Lazy Singletons in C# - Double Check and Lock Misconceptions

In this article, I want to take a look at two misconceptions relating to the implementation of a lazy singleton in C# (well, .Net really).

  • Double-Check and Lock for thread-safety during initialization.
  • The volatile keyword to “fix” Double-Check and Lock.

The idea for this article came about from a conversation I had on Twitter with Stefan Dokic, when discussing lazy singletons. I urge you to check out his book, “Design Patterns Simplified”. He uses real-word examples for using each pattern, so you’ll learn how to use a factory for something besides cats and dogs.

Singleton Pattern - A quick refresher

The Singleton Pattern is a software design pattern which says there must only be a single instance of a given object within the process (in the case of .Net, within a single AppDomain).

A lazy singleton is initialized when it is first accessed. In contrast, an eager singleton is loaded before the first access, usually when the process starts (or AppDomain is loaded).

Double-Check and Lock

Countless books, blogs, and forum posts tout Double-Check and Lock as a thread-safe way of implementing lazy singletons. In some cases this is true, but in most modern systems, it is not. In large multi-processor systems, it definitely is not. The implementation looks like this:

class Foo
{
    public static _instance;
    static readonly object _syncRoot = new object();

    public static Foo GetInstance()
    {
        if (_instance == null)
        {
            lock(_syncRoot)
            {
                if (_instance == null)
                {
                    _instance = new Foo();
                }
            }
        }

        return _instance;
    }
}

Looks safe at first glance. The instance is first checked for null. If it is null, a lock is taken to prevent other threads from entering, and is checked for null a second time (the double check) in case another thread grabbed the lock first and we had to wait for ours. If the instance is still null, we create a new one, otherwise we fall out of the block and return the instance.

So, what’s the problem? The CPU. Specifically, two things:

  • Cache memory consistency in multi-core and multi-processor systems
  • Reordering and other optimizations

Let’s look at cache first

There are three levels of cache in the CPU – Level 1 (L1), Level 2 (L2), and Level 3 (L3).

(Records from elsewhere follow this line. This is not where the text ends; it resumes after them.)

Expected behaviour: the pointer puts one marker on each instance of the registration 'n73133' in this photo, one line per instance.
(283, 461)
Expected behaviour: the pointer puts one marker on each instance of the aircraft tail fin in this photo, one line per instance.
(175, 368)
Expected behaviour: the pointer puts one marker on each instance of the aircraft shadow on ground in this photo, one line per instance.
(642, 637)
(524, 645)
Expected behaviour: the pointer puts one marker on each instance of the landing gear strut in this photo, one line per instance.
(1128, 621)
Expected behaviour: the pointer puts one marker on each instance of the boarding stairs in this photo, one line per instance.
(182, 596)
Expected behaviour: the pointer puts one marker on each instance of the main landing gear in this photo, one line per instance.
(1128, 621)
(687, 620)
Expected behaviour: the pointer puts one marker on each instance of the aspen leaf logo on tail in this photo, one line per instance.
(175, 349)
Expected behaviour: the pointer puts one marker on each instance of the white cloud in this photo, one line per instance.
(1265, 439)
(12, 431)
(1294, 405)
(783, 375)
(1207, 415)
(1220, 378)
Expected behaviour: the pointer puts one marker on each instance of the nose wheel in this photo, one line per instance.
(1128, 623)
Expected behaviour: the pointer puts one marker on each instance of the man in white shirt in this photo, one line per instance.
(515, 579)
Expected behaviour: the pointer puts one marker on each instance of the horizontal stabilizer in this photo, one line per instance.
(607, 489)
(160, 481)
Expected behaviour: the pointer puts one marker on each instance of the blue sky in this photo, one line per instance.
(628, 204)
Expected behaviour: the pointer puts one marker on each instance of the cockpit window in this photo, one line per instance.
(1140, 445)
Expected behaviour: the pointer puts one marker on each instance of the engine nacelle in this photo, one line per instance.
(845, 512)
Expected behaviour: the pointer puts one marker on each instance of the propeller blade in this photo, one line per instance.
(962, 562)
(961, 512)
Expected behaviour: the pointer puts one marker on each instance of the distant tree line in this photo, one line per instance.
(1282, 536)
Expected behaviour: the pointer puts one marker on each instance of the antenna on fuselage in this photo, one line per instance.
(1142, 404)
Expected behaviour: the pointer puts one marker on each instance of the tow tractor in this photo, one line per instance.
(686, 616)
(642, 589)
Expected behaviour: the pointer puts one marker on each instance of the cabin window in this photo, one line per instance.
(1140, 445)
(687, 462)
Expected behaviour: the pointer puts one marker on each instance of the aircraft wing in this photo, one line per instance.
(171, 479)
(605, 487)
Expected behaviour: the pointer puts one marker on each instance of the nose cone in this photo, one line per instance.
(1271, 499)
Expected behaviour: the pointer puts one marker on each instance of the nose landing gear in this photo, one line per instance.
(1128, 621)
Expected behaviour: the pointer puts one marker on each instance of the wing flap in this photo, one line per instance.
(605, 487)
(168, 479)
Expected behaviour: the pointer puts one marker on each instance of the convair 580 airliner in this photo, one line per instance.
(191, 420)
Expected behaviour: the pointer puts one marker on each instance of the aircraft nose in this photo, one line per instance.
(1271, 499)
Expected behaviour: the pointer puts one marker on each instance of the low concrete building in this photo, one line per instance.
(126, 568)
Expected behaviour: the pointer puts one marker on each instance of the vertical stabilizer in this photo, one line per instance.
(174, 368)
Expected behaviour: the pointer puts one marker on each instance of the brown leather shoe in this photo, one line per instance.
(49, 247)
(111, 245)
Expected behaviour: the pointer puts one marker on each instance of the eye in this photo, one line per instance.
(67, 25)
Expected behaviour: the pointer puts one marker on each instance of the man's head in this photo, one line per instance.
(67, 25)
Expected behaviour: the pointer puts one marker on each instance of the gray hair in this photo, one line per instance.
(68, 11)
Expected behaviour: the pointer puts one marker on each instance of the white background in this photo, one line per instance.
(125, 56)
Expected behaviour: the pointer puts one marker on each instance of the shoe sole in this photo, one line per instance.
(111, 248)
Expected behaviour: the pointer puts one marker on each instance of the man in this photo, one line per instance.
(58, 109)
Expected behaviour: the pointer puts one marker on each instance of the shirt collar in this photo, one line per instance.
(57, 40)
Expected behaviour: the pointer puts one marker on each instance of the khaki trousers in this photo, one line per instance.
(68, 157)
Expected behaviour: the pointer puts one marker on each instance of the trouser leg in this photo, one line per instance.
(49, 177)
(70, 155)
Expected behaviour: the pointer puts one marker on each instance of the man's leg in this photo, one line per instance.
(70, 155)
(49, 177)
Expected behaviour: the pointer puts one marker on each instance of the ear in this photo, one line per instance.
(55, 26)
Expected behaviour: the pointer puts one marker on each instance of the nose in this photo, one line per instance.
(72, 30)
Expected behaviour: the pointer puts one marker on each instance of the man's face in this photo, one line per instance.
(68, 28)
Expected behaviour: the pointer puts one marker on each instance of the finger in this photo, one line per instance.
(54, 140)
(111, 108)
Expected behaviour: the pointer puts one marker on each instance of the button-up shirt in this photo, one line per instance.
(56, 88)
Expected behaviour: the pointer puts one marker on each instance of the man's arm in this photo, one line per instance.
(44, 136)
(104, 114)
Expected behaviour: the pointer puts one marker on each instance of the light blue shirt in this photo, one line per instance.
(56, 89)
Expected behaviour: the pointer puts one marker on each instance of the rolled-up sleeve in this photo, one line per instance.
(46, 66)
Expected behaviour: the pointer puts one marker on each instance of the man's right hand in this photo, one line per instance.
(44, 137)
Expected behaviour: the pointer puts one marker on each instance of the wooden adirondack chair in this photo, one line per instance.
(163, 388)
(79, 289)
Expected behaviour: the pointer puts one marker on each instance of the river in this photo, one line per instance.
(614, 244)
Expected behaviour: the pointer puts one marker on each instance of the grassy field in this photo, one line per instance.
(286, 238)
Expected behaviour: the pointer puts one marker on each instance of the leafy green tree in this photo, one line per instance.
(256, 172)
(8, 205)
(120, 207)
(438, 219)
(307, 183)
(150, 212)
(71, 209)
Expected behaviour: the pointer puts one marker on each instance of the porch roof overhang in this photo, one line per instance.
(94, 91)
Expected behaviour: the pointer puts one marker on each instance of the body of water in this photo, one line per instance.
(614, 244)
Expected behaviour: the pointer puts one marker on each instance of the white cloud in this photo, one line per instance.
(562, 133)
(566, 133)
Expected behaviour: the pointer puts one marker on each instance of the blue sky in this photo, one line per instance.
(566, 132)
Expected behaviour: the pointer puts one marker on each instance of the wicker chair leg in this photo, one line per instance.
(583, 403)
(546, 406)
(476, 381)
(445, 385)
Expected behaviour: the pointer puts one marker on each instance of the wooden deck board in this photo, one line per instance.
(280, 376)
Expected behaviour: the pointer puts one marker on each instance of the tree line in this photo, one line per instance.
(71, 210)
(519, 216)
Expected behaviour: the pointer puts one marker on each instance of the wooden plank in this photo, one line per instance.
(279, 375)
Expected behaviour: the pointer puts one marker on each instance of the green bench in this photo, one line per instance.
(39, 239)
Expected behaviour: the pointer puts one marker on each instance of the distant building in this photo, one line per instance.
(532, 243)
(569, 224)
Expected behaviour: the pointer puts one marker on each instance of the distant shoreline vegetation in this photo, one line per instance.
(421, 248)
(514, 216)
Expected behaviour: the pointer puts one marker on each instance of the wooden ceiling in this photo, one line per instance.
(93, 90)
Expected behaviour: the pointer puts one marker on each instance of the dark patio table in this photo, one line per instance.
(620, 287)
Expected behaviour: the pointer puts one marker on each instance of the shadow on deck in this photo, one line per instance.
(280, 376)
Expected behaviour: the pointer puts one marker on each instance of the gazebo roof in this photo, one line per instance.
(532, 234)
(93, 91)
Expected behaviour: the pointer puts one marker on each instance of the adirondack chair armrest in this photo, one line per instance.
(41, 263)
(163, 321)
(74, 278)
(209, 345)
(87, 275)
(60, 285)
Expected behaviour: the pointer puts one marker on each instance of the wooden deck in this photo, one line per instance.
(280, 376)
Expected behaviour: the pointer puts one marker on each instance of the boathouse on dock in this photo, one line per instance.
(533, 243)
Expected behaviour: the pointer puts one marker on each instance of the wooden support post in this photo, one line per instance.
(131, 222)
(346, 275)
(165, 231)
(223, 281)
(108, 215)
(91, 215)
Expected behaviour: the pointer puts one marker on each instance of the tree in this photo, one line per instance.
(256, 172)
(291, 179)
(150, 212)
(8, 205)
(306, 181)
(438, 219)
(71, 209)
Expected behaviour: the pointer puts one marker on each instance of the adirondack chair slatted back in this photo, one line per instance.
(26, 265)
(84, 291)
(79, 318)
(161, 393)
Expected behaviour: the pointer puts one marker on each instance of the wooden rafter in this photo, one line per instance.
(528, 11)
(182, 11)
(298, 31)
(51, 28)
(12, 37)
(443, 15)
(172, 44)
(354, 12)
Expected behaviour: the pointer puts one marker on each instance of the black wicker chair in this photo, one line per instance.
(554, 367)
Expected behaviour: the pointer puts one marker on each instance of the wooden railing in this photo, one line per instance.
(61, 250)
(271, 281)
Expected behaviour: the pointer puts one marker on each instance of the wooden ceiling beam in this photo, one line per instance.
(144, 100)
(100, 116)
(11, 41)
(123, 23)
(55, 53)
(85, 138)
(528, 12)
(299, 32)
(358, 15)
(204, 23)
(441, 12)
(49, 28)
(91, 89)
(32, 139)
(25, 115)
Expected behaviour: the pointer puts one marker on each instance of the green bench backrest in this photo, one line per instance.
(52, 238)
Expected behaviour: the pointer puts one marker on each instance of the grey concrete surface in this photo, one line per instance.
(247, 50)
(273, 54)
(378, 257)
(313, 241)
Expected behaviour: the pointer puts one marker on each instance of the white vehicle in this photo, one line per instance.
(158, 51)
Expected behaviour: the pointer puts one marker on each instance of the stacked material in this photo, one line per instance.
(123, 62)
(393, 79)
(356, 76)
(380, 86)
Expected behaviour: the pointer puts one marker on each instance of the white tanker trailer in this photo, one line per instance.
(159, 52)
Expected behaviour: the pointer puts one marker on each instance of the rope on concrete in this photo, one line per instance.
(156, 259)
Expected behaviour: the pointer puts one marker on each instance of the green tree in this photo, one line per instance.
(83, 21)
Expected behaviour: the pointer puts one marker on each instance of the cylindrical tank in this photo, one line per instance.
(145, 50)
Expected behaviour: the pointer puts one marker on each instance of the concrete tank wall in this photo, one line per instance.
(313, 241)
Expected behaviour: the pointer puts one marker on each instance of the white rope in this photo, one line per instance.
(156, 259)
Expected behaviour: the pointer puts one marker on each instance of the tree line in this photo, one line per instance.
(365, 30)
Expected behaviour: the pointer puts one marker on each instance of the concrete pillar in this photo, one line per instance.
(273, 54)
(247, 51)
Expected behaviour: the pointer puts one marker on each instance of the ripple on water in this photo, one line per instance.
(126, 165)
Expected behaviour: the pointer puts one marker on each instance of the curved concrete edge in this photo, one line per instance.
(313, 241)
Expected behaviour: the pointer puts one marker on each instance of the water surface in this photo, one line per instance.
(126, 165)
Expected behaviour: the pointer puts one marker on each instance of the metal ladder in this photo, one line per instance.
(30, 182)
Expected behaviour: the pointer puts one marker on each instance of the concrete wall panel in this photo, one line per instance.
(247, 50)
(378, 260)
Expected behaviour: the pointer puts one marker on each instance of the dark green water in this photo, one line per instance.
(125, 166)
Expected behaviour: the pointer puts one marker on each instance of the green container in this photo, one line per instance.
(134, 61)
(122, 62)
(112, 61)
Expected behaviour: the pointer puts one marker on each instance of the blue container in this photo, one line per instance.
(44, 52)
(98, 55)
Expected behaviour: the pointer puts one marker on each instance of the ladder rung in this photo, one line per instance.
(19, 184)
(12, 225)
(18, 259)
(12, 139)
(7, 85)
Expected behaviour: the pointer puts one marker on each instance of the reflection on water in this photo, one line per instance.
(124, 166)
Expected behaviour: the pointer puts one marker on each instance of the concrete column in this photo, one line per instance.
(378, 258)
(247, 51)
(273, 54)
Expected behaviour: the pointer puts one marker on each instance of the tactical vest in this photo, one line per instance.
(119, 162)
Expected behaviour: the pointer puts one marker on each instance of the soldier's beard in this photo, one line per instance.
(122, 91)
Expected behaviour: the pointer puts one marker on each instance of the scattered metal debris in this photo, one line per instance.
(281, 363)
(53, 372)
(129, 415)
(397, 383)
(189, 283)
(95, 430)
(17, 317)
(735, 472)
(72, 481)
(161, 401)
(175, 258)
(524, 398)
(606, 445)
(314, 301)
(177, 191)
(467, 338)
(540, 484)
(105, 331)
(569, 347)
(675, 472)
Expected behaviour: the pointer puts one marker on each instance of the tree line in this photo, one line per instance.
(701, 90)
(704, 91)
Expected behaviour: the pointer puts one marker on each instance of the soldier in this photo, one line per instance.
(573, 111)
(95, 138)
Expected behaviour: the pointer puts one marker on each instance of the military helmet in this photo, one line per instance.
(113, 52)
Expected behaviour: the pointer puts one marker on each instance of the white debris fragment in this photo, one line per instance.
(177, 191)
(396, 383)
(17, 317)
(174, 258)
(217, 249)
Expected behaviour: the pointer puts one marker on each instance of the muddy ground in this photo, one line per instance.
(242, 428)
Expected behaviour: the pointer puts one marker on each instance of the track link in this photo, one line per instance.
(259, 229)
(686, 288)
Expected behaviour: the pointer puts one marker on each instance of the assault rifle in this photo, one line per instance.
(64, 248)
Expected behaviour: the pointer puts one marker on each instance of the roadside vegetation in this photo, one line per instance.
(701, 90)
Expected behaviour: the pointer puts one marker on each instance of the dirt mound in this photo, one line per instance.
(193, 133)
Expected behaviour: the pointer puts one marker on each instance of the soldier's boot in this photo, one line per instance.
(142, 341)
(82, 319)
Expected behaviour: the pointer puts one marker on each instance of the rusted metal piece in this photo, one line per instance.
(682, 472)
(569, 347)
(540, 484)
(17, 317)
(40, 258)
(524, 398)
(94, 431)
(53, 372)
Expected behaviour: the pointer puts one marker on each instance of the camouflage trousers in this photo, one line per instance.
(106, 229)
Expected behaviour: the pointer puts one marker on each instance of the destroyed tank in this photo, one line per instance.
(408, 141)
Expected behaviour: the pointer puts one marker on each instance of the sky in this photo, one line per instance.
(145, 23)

Each core gets its own L1 and L2. L3 is shared across all cores. It’s important to note that this is per physical CPU. If the computer has multiple CPUs, each CPU has its own set of caches, as these caches are on-die.

The CPU reads and writes data to its registers. That write is then, eventually, propagated to L1. Then synchronized as well and eventually published to main memory and other processors. This is not an atomic operation by default! The cache write happens later. In the example above, while the lock prevents other threads on other cores or other processors from entering concurrently, there is no guarantee once inside, that the write (_instance = new Foo()) will be seen immediately by other the cores and other processors. This is where atomic instructions (like those on System.Threading.Interlocked) and volatile come into play. More on that later.

Reordering

Even if the writes were atomic, there is nothing stopping the CPU (or even the compiler or JIT) from “optimizing” this code and reordering the writes. If the write is reordered, the assumption of when threads see each other’s writes breaks down, because the code you wrote above may not be the order in which the CPU is actually executing those instructions and performing those reads and writes.

Volatile

Many articles and forum posts assert that volatile forces a read/write to main memory always, thereby avoiding the any consistency issues we may see in cache and memory updates.

This is false!

Microsoft’s documentation clearly states exactly what volatile does and does not do. It prevents the reordering of writes, but does not change how the CPU synchronizes cache writes across its cores or other processors. It will ensure that the data is flushed from the CPU register to cache immediately, which the CPU will eventually write to main memory. The CPU’s cache coherence mechanism ensures caches get updated across cores in the same physical CPU, but there is no guarantee when the data will be available to other CPUs. Unless you are 100% sure that your server does not have multiple physical processors, don’t rely on volatile to save the day here.

A Safe Way

So what is a safe way? Static initialization. The CLR does ensure that types only exist once in a process. So, we can use some .Net static type initialization tricks to implement a lazy singleton:

class Foo
{
    static class Singleton
    {
        static Singleton() {}

        internal static readonly Instance = new Foo();
    }

    public static Foo GetInstance()
    {
        return Singleton.Instance;
    }
}

Because statics are not initialized till they are accessed, internal static readonly Instance = new Foo(); will not execute till Foo.GetInstance() is called. Completely Lazy. Completely Thread-Safe.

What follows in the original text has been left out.